Le roman se veut au départ assez léger
et mystérieux. En Bretagne, à Crozon, un bibliothécaire un brin
farfelu s’est pris de passion pour les auteurs atteints de disgrâce
et entreprend d'accueillir dans sa bibliothèque tous les
manuscrits refusés par les éditeurs (une idée directement inspirée
par Richard Brautigan, éminent représentant de la beat generation,
qui ouvrit dans le Vermont une bibliothèque fonctionnant sur ce
principe). L’idée fait sourire et la bibliothèque de Crozon
acquiert une petite notoriété, avant que l’attrait de la
nouveauté ne disparaisse et qu’elle ne retombe dans un confortable
anonymat. Mais les auteurs oubliés ont continué à affluer, faisant
de Crozon le temple des manuscrits jamais publiés, jusqu’au jour
où une jeune éditrice y découvre semble-t-il un chef d’oeuvre
passé inaperçu, une pépite qu’elle projette désormais de
publier. Mais un mystère demeure, qui est Henri Pick, l’auteur
parfaitement inconnu qui se cache derrière ce chef-d’oeuvre ?

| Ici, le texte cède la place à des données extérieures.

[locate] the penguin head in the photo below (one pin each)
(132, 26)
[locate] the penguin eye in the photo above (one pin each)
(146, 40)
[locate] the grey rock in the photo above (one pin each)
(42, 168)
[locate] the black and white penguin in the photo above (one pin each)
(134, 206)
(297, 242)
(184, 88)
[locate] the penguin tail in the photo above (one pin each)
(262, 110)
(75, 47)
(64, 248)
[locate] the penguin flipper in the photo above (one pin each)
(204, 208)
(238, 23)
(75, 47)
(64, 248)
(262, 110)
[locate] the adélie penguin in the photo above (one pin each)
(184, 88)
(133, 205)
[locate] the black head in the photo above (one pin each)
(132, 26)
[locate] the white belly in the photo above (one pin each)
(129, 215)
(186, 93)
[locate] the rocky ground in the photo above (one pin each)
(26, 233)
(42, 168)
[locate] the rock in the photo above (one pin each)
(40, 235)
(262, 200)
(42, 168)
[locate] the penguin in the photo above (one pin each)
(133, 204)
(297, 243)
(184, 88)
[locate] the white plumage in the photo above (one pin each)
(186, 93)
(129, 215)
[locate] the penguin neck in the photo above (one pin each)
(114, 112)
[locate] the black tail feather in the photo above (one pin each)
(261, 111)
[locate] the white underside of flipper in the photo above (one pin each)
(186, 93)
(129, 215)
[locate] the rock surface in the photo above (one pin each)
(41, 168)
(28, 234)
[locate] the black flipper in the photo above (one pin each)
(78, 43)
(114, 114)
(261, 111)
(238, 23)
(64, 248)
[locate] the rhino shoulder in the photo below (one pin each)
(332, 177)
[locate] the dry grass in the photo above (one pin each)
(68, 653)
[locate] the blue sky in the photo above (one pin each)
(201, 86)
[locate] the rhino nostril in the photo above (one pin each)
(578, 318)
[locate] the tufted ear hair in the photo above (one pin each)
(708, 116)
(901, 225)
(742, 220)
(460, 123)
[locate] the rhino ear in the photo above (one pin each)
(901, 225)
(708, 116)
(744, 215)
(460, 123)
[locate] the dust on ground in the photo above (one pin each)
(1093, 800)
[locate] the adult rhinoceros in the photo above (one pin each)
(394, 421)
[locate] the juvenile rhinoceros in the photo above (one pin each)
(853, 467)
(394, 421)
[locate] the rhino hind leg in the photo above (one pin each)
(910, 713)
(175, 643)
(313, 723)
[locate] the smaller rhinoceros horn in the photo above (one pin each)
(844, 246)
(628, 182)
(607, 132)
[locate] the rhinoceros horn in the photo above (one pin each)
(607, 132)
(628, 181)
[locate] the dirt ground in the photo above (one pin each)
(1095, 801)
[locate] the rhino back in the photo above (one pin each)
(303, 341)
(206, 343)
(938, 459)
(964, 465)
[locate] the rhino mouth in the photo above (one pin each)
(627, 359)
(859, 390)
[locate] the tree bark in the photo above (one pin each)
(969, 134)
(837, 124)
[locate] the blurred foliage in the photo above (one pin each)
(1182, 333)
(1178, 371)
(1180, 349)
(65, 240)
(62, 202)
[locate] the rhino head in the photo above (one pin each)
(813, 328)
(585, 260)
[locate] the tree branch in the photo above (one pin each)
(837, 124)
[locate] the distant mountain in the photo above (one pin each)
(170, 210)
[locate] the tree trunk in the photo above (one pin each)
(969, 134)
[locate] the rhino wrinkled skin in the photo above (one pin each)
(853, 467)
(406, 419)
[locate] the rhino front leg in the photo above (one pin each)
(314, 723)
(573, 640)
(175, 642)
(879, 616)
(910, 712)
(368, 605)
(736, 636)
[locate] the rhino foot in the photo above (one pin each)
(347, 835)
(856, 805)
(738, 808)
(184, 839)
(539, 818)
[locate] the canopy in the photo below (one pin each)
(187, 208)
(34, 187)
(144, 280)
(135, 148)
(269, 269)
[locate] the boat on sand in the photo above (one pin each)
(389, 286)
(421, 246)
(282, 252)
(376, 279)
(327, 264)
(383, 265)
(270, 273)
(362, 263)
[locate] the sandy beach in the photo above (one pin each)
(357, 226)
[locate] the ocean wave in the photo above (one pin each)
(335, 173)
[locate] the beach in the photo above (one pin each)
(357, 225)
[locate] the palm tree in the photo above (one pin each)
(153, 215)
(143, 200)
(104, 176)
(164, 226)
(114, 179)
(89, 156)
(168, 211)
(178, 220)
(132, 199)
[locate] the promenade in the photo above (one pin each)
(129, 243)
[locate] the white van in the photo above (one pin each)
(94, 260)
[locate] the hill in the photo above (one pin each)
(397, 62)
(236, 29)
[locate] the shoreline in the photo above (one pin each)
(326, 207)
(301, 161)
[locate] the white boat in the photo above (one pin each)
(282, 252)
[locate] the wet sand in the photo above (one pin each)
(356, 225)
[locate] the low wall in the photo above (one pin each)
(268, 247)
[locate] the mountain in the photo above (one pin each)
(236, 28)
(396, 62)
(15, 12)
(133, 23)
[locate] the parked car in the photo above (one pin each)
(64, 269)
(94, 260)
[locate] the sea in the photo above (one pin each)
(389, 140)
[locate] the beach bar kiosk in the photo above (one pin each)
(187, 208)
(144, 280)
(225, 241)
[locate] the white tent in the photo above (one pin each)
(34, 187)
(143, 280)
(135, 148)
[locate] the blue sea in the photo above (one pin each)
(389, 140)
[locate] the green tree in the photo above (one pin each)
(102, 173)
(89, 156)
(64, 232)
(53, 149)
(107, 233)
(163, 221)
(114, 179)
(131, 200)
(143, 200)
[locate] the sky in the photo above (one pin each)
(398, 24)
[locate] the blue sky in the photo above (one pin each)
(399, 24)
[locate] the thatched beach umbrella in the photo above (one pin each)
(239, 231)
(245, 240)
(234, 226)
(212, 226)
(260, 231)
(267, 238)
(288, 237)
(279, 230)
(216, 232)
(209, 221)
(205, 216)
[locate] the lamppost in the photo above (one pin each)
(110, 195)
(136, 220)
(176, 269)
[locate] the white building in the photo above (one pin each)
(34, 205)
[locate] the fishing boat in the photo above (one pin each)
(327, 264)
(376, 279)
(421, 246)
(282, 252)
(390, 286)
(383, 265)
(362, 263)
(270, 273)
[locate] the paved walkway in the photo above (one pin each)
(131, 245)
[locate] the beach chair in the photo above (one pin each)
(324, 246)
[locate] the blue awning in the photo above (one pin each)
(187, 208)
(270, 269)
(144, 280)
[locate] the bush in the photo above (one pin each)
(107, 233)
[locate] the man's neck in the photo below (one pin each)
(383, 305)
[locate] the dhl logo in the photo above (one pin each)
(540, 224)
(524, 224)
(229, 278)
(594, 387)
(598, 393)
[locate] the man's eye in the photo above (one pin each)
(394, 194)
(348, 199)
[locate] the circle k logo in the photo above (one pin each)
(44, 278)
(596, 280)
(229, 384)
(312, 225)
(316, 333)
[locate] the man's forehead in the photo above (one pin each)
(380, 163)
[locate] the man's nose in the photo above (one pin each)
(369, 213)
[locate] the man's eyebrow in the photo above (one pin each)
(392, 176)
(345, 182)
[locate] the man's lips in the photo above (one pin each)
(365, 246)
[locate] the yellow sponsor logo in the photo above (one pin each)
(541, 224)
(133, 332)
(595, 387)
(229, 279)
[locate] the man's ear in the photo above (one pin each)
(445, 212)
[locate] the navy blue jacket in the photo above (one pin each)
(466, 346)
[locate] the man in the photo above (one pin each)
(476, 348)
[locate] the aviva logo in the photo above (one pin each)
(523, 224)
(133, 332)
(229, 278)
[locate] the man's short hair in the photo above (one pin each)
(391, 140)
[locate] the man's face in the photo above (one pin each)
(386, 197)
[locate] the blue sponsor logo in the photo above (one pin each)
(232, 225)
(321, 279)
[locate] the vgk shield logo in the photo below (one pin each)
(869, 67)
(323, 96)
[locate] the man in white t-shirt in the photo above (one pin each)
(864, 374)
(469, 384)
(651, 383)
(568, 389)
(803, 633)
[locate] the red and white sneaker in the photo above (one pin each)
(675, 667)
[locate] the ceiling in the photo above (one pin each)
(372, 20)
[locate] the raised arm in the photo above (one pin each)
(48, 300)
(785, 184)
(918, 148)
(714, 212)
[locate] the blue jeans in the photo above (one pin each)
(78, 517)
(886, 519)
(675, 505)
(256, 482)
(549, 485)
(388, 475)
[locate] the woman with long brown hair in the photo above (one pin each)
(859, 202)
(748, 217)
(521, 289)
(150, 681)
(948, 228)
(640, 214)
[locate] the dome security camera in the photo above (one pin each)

Delphine, l’éditrice, et son compagnon partent donc sur une piste
cousue de fils blancs, qui les mène tout droit sur les traces d’un
pizzaiolo du cru, un brave homme décédé depuis deux ans et qui
selon sa veuve n’ouvrit jamais un seul livre de son vivant. Mais
comment un homme, certes gentil mais un poil bourru, peut-il être à
l’origine d’un roman d’amour aussi fin et sensible, imprégné
par la poésie de Pouchkine et magnifié par le destin de sa fin
tragique ? C’est un mystère que Delphine et sa maison d’édition
espèrent bien exploiter afin d’assurer le succès du livre, avec
un sens du marketing qui n’a d’égal que le flair et le talent
qu’elle déploie pour dénicher les nouveaux talents.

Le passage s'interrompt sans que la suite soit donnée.